# WorldMark Newbie Questions



## simon.fisher.2 (Feb 9, 2014)

Hello All,

I had the opportunity to stay at the Worldmark property in Cabo San Lucas. I really enjoyed it and when I looked more into Worldmark - it seems to be one of the best "points" timeshares out there and the monthly fees are very minimal IMHO. 

I am currently a DVC member. I purchased 160 points RESALE for Animal Kingdom Village, AKV. Now that I am getting married, my soon to be wife and I want to take our extended families..

I am torn, I really like the DVC properties, but honestly, I got that for my family and kids one day to enjoy and to accommodate the extended family becomes expensive and I feel we wont go as much because we are saving points for a larger room... 

I am thinking about purchasing 9,000 Worldmark points and going every two years or so with the extended family. 

1) What do you lose by purchasing Worldmark resale points? 
2) How difficult is it to book the Worldmark "Reunion" resort in Orlando?

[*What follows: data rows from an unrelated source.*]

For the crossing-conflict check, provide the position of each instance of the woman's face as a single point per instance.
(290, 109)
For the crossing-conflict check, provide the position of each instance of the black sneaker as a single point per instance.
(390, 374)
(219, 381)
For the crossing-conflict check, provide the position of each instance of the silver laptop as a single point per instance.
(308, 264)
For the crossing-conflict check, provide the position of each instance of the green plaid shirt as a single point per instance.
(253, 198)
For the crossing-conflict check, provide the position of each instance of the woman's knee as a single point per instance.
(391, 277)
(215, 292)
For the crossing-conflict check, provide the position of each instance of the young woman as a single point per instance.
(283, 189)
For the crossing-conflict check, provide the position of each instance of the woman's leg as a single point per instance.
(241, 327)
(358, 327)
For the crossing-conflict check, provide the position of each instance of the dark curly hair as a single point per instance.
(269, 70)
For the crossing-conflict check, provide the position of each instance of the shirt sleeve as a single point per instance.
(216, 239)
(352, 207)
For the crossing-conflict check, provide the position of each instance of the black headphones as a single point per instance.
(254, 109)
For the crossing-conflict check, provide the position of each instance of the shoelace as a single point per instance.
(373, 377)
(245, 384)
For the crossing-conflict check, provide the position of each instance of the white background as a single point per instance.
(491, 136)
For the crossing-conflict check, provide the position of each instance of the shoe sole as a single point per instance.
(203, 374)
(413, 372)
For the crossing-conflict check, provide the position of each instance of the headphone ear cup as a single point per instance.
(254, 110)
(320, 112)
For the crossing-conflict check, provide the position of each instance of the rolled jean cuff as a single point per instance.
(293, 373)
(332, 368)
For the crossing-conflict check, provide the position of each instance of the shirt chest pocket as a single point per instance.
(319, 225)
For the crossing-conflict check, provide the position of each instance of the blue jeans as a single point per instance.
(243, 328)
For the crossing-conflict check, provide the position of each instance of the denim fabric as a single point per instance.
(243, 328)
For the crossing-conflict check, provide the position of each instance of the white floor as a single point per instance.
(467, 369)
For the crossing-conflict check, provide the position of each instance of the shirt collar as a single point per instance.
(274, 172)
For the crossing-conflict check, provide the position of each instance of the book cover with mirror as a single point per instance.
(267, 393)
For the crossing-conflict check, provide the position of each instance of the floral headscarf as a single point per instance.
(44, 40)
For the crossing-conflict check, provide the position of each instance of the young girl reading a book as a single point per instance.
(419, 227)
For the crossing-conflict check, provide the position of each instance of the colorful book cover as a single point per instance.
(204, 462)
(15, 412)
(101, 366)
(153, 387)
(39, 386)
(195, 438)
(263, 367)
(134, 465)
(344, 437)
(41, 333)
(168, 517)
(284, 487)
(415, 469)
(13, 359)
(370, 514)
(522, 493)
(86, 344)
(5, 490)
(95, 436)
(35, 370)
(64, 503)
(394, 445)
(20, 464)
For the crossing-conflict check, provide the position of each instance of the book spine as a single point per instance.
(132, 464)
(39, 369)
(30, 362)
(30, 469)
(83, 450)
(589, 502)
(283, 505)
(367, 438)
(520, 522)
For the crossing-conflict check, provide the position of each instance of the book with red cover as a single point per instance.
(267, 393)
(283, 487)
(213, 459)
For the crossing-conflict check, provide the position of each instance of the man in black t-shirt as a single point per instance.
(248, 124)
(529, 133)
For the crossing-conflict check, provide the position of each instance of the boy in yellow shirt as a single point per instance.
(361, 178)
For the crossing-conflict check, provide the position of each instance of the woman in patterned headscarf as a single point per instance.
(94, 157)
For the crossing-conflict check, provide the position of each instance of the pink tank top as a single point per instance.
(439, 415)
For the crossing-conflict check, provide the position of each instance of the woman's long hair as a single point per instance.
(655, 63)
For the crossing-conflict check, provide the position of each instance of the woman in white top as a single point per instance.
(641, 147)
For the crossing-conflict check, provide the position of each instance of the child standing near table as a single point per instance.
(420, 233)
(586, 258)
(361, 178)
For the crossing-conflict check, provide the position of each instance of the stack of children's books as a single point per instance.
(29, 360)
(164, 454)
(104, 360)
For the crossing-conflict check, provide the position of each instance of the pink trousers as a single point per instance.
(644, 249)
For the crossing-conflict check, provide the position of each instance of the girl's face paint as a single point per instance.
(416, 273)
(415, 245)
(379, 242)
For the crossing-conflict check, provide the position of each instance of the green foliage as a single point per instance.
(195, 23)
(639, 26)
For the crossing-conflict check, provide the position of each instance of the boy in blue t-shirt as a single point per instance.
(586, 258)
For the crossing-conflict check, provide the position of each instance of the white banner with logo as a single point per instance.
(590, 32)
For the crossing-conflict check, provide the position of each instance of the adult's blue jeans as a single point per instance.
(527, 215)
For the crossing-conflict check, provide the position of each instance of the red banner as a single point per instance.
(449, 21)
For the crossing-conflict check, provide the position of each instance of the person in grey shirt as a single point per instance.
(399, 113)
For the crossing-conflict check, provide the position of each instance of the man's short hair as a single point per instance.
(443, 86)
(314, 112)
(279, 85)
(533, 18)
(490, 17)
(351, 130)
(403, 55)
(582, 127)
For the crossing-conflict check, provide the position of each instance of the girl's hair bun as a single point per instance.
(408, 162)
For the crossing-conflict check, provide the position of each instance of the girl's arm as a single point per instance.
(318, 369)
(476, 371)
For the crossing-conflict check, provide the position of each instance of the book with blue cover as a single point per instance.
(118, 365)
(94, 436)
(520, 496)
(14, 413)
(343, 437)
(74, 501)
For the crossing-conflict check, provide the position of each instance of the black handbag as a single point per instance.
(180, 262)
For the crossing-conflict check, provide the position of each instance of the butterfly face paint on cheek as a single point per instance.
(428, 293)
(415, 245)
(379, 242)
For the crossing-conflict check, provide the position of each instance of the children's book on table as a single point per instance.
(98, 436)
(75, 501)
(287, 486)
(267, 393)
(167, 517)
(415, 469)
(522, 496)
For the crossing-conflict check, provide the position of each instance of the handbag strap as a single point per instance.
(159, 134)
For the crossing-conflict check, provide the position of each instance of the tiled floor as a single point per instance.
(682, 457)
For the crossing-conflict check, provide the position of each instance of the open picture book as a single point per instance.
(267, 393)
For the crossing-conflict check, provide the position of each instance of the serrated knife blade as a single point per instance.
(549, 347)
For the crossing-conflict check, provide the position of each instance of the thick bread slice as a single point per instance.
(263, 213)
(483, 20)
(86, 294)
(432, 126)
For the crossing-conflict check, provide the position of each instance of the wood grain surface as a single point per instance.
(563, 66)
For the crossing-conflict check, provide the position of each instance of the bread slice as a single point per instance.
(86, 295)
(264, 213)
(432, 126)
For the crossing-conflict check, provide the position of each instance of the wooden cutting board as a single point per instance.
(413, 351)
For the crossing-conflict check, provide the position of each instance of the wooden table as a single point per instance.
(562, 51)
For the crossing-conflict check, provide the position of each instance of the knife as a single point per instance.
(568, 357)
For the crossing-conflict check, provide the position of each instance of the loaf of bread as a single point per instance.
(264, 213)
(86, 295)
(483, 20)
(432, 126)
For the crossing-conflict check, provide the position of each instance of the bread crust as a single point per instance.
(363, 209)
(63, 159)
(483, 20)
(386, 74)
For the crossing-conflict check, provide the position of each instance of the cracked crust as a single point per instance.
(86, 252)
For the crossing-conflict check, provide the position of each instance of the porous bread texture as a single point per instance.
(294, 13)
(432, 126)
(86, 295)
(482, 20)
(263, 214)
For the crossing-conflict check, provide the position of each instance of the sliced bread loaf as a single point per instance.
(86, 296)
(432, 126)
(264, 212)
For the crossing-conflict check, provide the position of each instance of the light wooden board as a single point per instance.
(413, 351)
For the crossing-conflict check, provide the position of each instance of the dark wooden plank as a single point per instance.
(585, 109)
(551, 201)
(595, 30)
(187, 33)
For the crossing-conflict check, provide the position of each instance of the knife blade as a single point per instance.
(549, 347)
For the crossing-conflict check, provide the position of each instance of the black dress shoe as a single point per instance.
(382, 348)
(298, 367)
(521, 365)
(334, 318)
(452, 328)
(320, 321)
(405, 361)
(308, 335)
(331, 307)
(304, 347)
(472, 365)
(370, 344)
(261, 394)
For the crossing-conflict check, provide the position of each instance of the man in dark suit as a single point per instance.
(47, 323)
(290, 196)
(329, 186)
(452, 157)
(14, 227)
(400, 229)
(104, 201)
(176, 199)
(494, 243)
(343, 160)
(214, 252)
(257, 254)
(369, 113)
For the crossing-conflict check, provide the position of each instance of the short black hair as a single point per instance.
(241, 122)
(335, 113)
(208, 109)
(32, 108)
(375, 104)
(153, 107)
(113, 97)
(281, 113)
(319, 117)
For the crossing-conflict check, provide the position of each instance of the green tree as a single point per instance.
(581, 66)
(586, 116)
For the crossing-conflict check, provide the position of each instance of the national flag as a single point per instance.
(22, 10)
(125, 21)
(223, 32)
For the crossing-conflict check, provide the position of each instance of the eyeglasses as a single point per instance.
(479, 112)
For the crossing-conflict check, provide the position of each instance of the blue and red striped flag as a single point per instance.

Thanks for the help! Tug'ers are the best!


----------



## Rent_Share (Feb 9, 2014)

Welcome !!!!!


1. Increase your potential purchase to 10,000 - The maintenance Fees are the same as 9,000



simon.fisher.2 said:


> 1) What do you lose by purchasing Worldmark resale points?



Affiliate Resorts - (Australia New Zealand) Any Wyndham Vacation Resorts (Old Fairfield Chain) made available to Worldmark owners - Both Wyndham and Worldmark owners agree (there's not much they do agree on) that the affiliate availability has always been a joke, one or two units made available for cross booking so they could put a dot on the map for marketing purposes.

The areas that could be excluded can be booked through an exchange company.

Haven't seen number yet that can justify a developer purchase, everything is about additional ancillary access at a cash equivalent price that doesn't make sense on just the maintenance fee side of the equation, not considering the upfront dump of money.

Until you get to 60 K points the only savings you are going to see is waived housekeeping charge, @ a $120K premium for 60,000 points you need to check in and out 1,400 (extra) times before you would break even. The first 6 per year are included in your basic maintenance fees



			
				RENTSHARE said:
			
		

> 1) What do you lose by purchasing Worldmark *DEVELOPER* points?



$20 thousands dollars, or more at the level you are looking at



simon.fisher.2 said:


> 2) How difficult is it to book the Worldmark "Reunion" resort in Orlando



Unknown it's brand new ? With the exception of certain premium holiday weeks or some coastal resorts, most Worldmarks can be booked @ the 13 month window without a problem, (There are some tricks that people use by booking back to back reservations that can be trying when your just looking for a week {which is why I suggested the extra points}) 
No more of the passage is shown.